Wednesday, April 30, 2014

Still Life with Bread Crumbs

Still Life with Bread Crumbs
by Anna Quindlen


If you want to feel like you are in a log cabin, cozy by a fire, read this book. Picking up another Anna Quindlen novel is like that. 

Genre: Fiction

Review: This is a novel by an author who is comfortable with her powers and her style, but not relaxed. She reveals truths about the human condition, about loneliness and love--she doesn't shy away from tragedy, but doesn't make it about tragedy, but about living. 

 Still Life with Bread Crumbs follows Rebecca Winter, a photographer, once famous, in a precarious financial situation. She moves to a cabin in upstate New York and she's just scraping by. Hiking in the woods, she searches for new inspiration as an artist.

A world away from life in Manhattan, she learns new things about herself and gives herself another chance at life after sixty. 

Want to read more? Rise and Shine and Every Last One are both searingly powerful novels, blended with a sense of humor and the meaning of family.

Wednesday, April 23, 2014

The Invention of Wings

The Invention of Wings
by Sue Monk Kidd



Go read this book. Drop any of the other books you are reading and GO!

Genre: Historical fiction

ReviewThe Invention of Wings is a window into the early women's movement and the abolition movement. Hetty "Handful" is a house slave in the home of the Grimke family in Charleston, South Carolina. She and her mother are expert seamstresses and truly artists. At a young age, Handful is "given" as a birthday gift to 11-year-old Sarah. The trouble begins when Sarah Grimke teaches Handful to read. Their difficult and powerful friendship will change Sarah's life. The book is complex and provides no easy answers. It fictionalizes the lives of two sisters who existed but are not well-known in history, who later become feminists and abolitionists, Sarah and her sister Angelina Grimke. 

The characterizations are lovely and heartbreaking. This book will be a classic.


I read all of the articles on Oprah.com about Sue Monk Kidd and her writing process. Check this one out

Wednesday, April 9, 2014

Lean In: Women, Work, and the Will to Lead



Lean In 
by Sheryl Sandberg

Genre: Nonfiction 

Recently, my book club read this book, and it was one of our best discussions of the past two years!

Before I started reading this book, I wondered: would it be relevant to me if I don' t care about moving up the corporate ladder? Were the criticisms I'd read in news articles valid?

Review: The book was relevant to me, and most criticism that I'd read before was unfounded. Sandberg qualifies many of her statements, states her advice is not intended for everyone, and notes her faults. The book is well-researched yet accessible with contributions by a sociologist and expert on gender and work.

 The text includes easy-to-digest advice, like "sit at the table" and "Don't leave before you leave," and interesting anecdotes from Sandberg's life. 

A major idea that resonated: men and women both deserve true choices. Men should be able to stay home with children, and women should have a true choice between working in the home vs. in the workplace, instead of having two jobs. 
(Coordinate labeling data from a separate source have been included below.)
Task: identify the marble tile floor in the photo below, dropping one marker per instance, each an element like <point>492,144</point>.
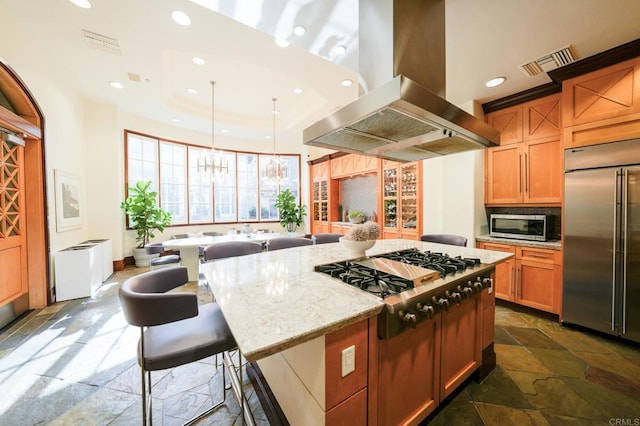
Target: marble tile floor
<point>73,363</point>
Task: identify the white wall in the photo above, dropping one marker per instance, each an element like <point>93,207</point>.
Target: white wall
<point>453,195</point>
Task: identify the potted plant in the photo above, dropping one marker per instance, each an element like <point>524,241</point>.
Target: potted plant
<point>356,216</point>
<point>145,217</point>
<point>291,214</point>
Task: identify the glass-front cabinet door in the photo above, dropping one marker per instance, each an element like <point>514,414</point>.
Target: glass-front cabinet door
<point>401,191</point>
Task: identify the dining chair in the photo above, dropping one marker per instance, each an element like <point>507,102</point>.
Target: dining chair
<point>174,330</point>
<point>168,260</point>
<point>286,242</point>
<point>454,240</point>
<point>231,249</point>
<point>326,238</point>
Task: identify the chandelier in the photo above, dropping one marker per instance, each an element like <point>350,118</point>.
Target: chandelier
<point>275,170</point>
<point>213,162</point>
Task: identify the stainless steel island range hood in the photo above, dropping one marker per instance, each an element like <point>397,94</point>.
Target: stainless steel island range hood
<point>405,116</point>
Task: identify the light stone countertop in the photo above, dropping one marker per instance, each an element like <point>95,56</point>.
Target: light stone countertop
<point>551,244</point>
<point>274,300</point>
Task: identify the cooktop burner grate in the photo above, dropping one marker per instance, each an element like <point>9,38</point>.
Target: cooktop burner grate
<point>384,284</point>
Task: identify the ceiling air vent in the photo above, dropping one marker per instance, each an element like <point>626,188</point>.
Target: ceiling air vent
<point>549,62</point>
<point>101,42</point>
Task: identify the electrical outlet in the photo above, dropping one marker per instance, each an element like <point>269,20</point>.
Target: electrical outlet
<point>348,360</point>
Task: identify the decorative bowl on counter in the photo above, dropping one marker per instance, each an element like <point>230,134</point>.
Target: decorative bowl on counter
<point>357,248</point>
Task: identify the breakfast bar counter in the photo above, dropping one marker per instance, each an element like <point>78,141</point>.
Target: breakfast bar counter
<point>274,300</point>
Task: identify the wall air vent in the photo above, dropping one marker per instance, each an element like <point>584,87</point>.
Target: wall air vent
<point>101,42</point>
<point>549,62</point>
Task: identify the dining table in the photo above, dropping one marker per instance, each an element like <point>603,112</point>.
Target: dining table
<point>189,247</point>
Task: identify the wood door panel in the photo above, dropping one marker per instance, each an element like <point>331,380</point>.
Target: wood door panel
<point>352,411</point>
<point>509,123</point>
<point>602,94</point>
<point>543,174</point>
<point>542,118</point>
<point>503,179</point>
<point>536,285</point>
<point>461,343</point>
<point>339,388</point>
<point>408,379</point>
<point>13,245</point>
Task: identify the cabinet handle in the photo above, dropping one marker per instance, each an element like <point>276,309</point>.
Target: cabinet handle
<point>526,173</point>
<point>520,173</point>
<point>538,255</point>
<point>511,282</point>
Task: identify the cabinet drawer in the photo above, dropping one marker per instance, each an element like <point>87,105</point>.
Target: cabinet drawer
<point>539,255</point>
<point>497,247</point>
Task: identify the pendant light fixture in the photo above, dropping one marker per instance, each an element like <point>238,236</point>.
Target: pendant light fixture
<point>213,162</point>
<point>275,170</point>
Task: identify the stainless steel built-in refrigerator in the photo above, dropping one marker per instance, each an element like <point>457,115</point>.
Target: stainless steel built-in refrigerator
<point>601,282</point>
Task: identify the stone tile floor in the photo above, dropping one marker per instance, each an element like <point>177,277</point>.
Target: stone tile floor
<point>73,363</point>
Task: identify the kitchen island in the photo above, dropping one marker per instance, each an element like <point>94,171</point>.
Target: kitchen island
<point>303,327</point>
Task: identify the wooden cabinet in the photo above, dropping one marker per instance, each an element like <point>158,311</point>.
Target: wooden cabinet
<point>461,343</point>
<point>532,278</point>
<point>602,106</point>
<point>525,173</point>
<point>527,166</point>
<point>353,164</point>
<point>401,200</point>
<point>408,374</point>
<point>323,193</point>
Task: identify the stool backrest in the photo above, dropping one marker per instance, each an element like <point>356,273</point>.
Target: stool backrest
<point>231,249</point>
<point>145,302</point>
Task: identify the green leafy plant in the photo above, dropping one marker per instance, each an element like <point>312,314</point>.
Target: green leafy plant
<point>144,213</point>
<point>291,214</point>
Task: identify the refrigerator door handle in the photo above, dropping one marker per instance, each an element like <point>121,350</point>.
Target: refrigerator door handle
<point>615,246</point>
<point>625,218</point>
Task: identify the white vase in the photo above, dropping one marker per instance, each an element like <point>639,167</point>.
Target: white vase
<point>142,258</point>
<point>357,248</point>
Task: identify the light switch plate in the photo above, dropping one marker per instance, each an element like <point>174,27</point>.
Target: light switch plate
<point>348,360</point>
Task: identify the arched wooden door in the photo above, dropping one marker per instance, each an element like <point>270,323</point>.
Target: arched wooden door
<point>24,276</point>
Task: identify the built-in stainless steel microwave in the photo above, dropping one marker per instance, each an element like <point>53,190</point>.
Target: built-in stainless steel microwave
<point>533,227</point>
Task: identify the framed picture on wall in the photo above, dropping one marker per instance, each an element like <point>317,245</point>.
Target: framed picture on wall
<point>68,201</point>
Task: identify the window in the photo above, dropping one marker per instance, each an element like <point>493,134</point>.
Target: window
<point>193,196</point>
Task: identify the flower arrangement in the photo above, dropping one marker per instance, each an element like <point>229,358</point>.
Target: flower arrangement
<point>363,232</point>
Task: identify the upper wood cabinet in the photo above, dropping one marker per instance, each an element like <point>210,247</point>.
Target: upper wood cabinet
<point>602,106</point>
<point>525,173</point>
<point>353,164</point>
<point>508,122</point>
<point>610,92</point>
<point>528,170</point>
<point>536,119</point>
<point>401,200</point>
<point>323,192</point>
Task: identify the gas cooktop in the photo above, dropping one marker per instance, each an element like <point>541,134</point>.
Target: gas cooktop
<point>398,271</point>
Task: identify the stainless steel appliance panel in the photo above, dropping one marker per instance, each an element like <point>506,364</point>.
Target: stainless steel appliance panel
<point>589,253</point>
<point>631,253</point>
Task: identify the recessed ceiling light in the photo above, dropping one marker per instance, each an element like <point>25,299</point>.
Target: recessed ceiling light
<point>340,49</point>
<point>181,18</point>
<point>85,4</point>
<point>495,82</point>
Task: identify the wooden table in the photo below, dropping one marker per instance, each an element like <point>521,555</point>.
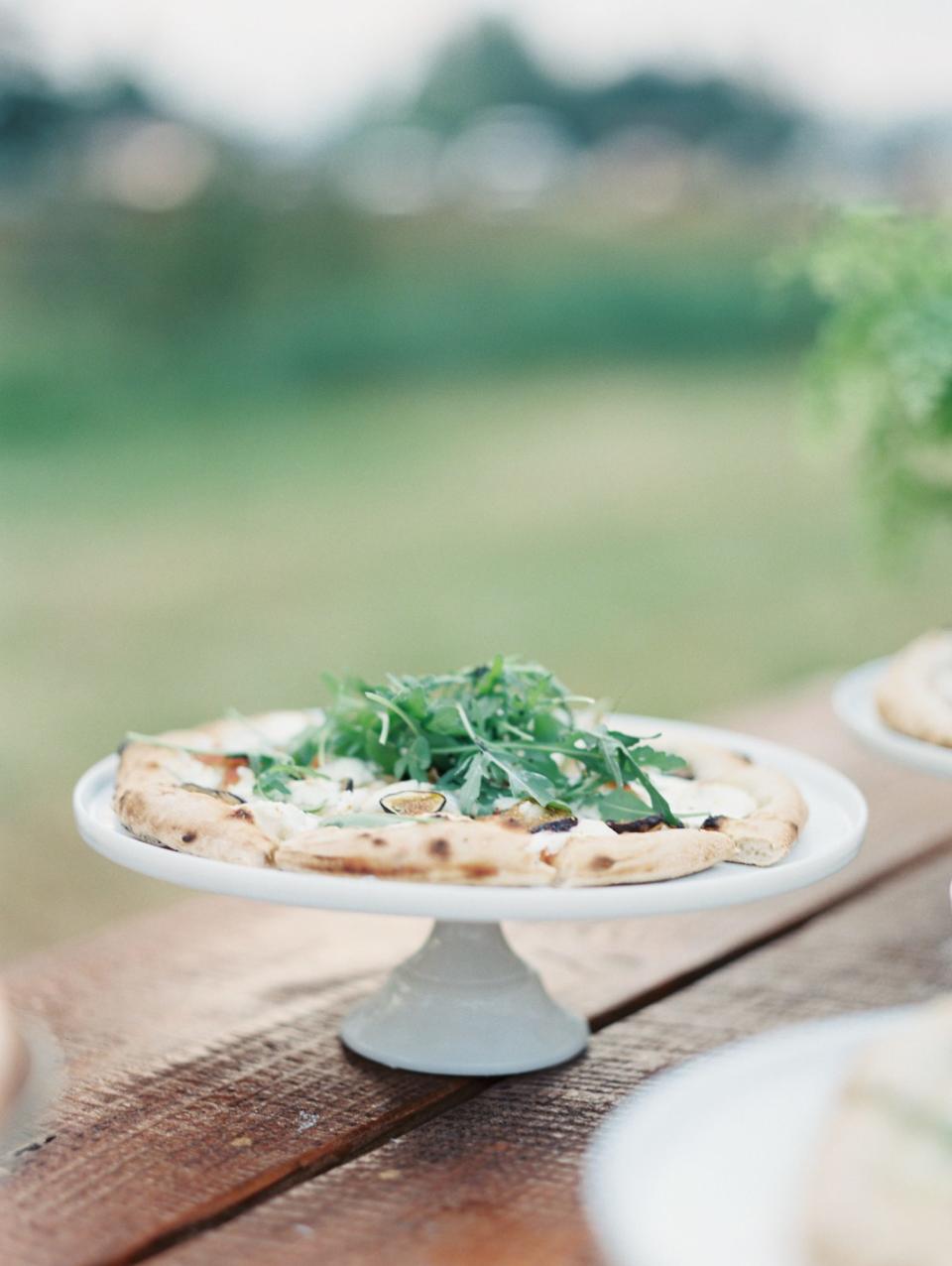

Read it, discuss it, live it!

http://leanin.org/  

Tuesday, April 8, 2014

Unlikely Pilgrimage of Harold Fry

The Unlikely Pilgrimage of Harold Fry
by Rachel Joyce


Genre: Fiction

Review: A man is settling into his retirement by sitting in a chair. One day, he receives a letter from an old friend, Queenie--she is dying of cancer in Berwick-upon-Tweed. He sets out for the postbox to post a letter to her and keeps walking. And walking. 

In The Unlikely Pilgrimage of Harold Fry, an ordinary man finds it in himself to do something extraordinary. He walks from the South of England to the North, hoping that Queenie will wait for him. The walk is more than a walk--it is a transformation. Along the way, he must deal with his fears, regrets, memories. He remembers happiness and wrenching sadness. There was a strange part in the middle where a weird group of followers join the walk--I could have done without that part. 

By walking away, he moves closer to himself and his wife Maureen. A beautiful little novel. 

A photo of Berwick-upon-Tweed:

This review is over 100 words--sorry!

Monday, April 7, 2014

The Winter People

The Winter People
by Jennifer McMahon



If you are in the mood for a creepy ghost story, look no further!

Genre: Suspense

Review:  19-year-old Ruthie lives an isolated life in rural Vermont with her mother and younger sister Fawn. They make their home beside Devil's Hand, a rock formation with a dangerous history, and dark and spooky woods. Many people have disappeared in the woods, and one day Ruthie wakes up and her mom is missing too. 

The novel switches between present day and the past, between Ruthie in the present and Sara Harrison Shea in 1908 and her daughter Gertie (who died too young) who reportedly knew the way to create a "sleeper" and bring the dead back to life. 

The stories are expertly woven together and the mood is sufficiently chilling! Don't read this one right before bedtime. 

You can read my review of another one of McMahon's novels, The One I Left Behindhere

Out of all of her novels, I recommend The Island of Lost Girls.